3. The device of claim 1 , wherein said diaphragm translates said voltage signal into sound via an oral tube.

4. The device of claim 1 , wherein said user interface comprises a capacitive sensor and a evaluation board.

5. The device of claim 1, wherein said user interface, pulse generator circuit and sound source unit are integrated into a single unit.

6. The device of claim 4, wherein said capacitive sensor comprises a touch sensitive panel.

7. The device of claim 6, wherein said touch sensitive panel controls frequency.

8. The device of claim 7, wherein said touch sensitive panel controls frequency and volume.

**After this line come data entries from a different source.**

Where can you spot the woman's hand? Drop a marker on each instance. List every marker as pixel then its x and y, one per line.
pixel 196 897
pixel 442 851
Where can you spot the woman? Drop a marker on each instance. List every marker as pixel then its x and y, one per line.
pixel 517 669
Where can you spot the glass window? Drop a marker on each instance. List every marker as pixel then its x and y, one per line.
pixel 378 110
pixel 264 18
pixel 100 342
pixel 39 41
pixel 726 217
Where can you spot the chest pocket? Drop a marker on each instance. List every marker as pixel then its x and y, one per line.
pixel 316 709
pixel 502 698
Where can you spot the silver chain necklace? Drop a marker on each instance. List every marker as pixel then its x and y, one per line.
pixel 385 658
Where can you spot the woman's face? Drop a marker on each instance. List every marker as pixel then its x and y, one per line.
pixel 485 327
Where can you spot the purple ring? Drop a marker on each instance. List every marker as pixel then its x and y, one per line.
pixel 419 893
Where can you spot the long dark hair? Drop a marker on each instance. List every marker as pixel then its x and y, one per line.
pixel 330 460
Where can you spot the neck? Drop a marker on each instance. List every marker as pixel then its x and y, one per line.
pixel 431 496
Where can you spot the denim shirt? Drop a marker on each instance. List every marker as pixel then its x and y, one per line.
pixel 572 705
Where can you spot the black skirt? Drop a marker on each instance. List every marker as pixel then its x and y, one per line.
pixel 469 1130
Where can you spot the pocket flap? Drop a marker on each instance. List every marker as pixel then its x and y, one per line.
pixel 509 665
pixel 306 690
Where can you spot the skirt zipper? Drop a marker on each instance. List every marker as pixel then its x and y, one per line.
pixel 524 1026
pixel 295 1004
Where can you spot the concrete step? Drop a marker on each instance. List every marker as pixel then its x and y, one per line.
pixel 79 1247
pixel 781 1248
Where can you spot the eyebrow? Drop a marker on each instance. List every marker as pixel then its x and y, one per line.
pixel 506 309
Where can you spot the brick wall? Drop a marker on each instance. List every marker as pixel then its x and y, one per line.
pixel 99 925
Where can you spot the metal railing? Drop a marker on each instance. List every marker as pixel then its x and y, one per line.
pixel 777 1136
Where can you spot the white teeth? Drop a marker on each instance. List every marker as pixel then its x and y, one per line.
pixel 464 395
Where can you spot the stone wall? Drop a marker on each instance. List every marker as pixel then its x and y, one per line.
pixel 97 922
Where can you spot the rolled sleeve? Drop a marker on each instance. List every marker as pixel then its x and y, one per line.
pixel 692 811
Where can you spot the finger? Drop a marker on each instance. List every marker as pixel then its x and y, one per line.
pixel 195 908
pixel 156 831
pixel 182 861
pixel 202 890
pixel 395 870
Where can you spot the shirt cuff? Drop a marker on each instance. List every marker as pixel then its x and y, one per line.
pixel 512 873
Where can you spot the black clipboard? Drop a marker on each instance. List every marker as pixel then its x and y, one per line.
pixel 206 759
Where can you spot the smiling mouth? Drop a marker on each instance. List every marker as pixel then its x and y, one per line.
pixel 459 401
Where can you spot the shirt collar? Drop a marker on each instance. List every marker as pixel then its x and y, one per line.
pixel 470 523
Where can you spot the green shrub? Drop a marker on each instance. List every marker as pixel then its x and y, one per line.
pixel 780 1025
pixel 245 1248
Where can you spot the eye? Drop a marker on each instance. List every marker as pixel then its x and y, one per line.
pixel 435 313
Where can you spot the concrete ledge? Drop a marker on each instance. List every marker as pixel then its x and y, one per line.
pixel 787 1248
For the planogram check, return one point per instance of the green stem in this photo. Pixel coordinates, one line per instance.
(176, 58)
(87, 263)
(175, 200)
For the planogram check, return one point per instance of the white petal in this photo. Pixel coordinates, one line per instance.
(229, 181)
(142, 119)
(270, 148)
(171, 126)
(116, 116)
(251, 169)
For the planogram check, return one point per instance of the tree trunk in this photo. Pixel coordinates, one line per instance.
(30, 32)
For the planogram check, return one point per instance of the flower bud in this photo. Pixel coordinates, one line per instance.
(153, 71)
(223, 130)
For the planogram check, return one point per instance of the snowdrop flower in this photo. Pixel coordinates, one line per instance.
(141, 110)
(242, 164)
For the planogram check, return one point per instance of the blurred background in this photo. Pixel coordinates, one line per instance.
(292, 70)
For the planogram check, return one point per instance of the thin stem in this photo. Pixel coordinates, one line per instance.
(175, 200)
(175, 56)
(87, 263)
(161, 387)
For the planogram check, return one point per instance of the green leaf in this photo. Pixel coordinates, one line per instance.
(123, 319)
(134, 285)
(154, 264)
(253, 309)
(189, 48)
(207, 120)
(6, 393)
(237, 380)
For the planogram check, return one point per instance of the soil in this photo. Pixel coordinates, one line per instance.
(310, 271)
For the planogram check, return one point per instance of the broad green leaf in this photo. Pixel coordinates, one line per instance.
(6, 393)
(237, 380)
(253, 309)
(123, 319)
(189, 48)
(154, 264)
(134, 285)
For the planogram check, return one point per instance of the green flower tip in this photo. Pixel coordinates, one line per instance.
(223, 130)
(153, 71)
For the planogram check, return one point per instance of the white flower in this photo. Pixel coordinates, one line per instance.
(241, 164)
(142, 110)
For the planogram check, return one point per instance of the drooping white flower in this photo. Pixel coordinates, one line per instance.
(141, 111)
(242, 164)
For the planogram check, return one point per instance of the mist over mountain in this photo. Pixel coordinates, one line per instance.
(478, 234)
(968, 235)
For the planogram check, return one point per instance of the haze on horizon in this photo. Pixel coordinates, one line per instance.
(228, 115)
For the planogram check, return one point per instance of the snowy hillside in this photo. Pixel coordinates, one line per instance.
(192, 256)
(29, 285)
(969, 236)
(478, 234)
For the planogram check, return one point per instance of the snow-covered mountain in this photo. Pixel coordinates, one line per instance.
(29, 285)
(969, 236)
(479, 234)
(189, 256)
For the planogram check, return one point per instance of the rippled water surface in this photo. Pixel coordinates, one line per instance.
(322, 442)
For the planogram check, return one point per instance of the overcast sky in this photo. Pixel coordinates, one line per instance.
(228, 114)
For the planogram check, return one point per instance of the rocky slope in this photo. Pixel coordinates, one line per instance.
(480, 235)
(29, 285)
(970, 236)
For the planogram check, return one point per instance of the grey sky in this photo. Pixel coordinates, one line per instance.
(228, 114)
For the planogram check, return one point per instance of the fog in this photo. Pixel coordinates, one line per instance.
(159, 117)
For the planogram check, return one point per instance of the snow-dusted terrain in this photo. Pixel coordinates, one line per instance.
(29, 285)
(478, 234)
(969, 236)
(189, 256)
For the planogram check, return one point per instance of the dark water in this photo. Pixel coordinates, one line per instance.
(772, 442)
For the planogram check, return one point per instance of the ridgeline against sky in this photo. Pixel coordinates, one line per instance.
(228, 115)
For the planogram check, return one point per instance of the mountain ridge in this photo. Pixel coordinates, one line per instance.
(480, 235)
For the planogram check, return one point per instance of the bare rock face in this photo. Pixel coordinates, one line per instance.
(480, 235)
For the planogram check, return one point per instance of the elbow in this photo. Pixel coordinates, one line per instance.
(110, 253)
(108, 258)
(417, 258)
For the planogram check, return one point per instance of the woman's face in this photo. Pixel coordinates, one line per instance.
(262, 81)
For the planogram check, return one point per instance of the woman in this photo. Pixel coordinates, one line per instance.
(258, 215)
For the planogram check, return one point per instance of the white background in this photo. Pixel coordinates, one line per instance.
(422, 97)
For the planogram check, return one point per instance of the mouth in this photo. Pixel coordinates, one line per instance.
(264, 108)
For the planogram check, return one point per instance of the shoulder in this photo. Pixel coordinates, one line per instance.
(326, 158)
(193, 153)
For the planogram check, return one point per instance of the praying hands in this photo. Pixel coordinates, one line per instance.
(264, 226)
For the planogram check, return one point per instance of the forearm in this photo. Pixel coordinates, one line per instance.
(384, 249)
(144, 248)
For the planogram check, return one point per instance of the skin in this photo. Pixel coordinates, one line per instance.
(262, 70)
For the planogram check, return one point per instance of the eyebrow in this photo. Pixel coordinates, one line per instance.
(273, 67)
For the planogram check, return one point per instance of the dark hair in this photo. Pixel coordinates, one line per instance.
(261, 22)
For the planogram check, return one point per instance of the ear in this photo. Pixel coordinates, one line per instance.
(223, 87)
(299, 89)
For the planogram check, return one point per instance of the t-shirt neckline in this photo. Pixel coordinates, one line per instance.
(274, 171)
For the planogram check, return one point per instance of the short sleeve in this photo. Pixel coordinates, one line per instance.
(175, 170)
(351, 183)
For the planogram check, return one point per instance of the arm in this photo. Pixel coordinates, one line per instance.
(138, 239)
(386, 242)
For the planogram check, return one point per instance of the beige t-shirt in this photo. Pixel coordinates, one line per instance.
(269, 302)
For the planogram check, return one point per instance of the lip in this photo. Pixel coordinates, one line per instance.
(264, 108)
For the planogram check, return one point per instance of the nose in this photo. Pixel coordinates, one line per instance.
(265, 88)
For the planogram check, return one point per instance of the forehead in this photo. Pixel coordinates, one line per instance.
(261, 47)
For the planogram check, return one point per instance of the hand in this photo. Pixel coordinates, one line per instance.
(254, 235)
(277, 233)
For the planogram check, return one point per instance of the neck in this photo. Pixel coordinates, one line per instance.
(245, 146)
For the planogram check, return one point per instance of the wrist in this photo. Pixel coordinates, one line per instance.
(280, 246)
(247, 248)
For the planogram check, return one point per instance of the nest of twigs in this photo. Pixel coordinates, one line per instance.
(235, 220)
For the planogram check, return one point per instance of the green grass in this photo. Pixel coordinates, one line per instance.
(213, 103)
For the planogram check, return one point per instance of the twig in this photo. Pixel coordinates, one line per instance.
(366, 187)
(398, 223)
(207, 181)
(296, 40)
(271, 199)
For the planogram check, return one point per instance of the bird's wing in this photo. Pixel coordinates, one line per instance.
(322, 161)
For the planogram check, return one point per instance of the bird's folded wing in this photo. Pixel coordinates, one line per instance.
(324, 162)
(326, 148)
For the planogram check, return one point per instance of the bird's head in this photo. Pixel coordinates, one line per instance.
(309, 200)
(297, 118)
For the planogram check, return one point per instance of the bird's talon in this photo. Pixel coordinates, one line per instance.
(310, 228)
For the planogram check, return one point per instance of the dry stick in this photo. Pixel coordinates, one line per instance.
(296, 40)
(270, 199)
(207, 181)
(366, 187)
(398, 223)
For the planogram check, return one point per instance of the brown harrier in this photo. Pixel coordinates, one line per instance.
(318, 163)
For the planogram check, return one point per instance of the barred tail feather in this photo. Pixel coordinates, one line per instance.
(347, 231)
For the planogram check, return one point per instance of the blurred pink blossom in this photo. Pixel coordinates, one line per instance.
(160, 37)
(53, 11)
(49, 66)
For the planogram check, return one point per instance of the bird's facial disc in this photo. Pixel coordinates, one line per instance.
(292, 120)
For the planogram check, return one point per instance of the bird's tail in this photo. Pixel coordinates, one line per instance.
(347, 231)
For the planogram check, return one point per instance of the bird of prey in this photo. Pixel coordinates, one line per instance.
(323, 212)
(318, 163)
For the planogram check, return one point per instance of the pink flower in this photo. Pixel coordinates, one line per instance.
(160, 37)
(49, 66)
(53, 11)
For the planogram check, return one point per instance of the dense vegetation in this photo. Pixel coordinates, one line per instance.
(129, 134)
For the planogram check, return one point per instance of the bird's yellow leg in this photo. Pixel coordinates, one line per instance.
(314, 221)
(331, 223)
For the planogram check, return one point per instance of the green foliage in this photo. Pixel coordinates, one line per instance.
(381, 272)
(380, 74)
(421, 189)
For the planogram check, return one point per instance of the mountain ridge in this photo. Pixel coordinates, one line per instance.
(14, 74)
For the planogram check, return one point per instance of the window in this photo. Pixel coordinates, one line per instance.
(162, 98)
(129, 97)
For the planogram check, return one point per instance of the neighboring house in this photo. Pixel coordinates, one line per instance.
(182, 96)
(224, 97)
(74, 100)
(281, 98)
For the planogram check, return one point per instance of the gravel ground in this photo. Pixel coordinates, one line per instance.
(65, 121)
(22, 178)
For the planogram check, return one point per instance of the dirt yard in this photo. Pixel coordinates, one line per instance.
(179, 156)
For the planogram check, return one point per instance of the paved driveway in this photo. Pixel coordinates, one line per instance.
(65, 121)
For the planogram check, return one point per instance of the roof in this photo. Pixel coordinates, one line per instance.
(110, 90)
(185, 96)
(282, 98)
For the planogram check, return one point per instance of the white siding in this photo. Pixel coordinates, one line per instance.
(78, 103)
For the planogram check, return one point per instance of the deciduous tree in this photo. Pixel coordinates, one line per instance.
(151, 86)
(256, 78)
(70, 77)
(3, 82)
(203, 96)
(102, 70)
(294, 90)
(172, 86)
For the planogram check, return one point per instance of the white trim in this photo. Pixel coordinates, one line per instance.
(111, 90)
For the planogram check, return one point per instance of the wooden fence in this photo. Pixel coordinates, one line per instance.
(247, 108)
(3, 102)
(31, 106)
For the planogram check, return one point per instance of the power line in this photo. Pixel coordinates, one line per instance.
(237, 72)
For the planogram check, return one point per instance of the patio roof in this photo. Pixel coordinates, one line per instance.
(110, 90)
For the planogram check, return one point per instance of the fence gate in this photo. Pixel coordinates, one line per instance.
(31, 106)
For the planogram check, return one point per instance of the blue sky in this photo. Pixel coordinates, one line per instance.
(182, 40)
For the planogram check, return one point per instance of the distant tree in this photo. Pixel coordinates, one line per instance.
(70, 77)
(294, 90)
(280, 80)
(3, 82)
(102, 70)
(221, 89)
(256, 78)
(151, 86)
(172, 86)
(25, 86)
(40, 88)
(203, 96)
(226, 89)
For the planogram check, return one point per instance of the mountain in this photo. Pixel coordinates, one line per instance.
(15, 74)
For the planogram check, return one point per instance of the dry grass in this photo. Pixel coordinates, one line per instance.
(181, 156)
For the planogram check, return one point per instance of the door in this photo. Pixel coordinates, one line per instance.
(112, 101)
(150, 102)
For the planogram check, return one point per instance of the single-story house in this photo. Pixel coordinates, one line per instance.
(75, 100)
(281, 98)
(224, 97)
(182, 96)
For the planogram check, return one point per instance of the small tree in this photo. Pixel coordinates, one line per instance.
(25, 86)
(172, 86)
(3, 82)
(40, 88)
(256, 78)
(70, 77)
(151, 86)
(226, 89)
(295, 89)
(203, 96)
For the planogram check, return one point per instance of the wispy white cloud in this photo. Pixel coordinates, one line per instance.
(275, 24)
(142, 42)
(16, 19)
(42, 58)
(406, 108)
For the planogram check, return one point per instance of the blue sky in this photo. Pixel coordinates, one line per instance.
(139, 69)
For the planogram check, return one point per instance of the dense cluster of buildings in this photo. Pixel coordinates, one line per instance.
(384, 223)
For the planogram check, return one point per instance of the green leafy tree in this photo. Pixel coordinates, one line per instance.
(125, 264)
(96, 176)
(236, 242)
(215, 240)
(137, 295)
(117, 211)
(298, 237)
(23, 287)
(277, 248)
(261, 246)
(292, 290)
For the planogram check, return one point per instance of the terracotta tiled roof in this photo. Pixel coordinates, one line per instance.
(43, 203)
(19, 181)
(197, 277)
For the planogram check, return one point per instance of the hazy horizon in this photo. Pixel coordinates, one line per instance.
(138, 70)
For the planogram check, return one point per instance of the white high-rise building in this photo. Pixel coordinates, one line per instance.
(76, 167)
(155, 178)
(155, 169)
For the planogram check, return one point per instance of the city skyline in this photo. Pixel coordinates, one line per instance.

9. The device of claim 1, wherein said user interface comprises one or more controls selected from the group consisting of a volume control, an overall frequency range control and an on off switch.

10. A method, comprising:

a) providing an electric artificial larynx device to a user, said device comprising: i) a user interface for selecting a volume and a frequency, wherein said frequency is selected across a frequency range; ii) a pulse generator circuit that translates said volume and frequency into a voltage signal; and iii) a sound source unit comprising a diaphragm that translates said voltage signal into sound to a subject;

b) selecting a sound and a frequency with said user interface, wherein said frequency is selected across a frequency range; and

c) generating spoken speech with said sound source unit.

11. The method of claim 10, wherein said subject lacks a functional larynx.

12. The method of claim 10, wherein said diaphragm translates said voltage signal into sound via the neck of a user.

13. The method of claim 10, wherein said diaphragm translates said voltage signal into sound via an oral tube.

14. The method of claim 10, wherein said user interface comprises a capacitive sensor and a evaluation board.

15. The method of claim 10, wherein said user interface, pulse generator circuit and sound source unit are integrated into a single unit.

16. The method of claim 14, wherein said user operative said capacitive sensor using a touch sensitive panel.

17. The method of claim 16, wherein said touch sensitive panel controls frequency.

18. The method of claim 17, wherein said touch sensitive panel controls frequency and volume.

19. The method of claim 10, wherein said user interface comprises one or more controls selected from the group consisting of a volume control, an overall frequency range control and an on off switch.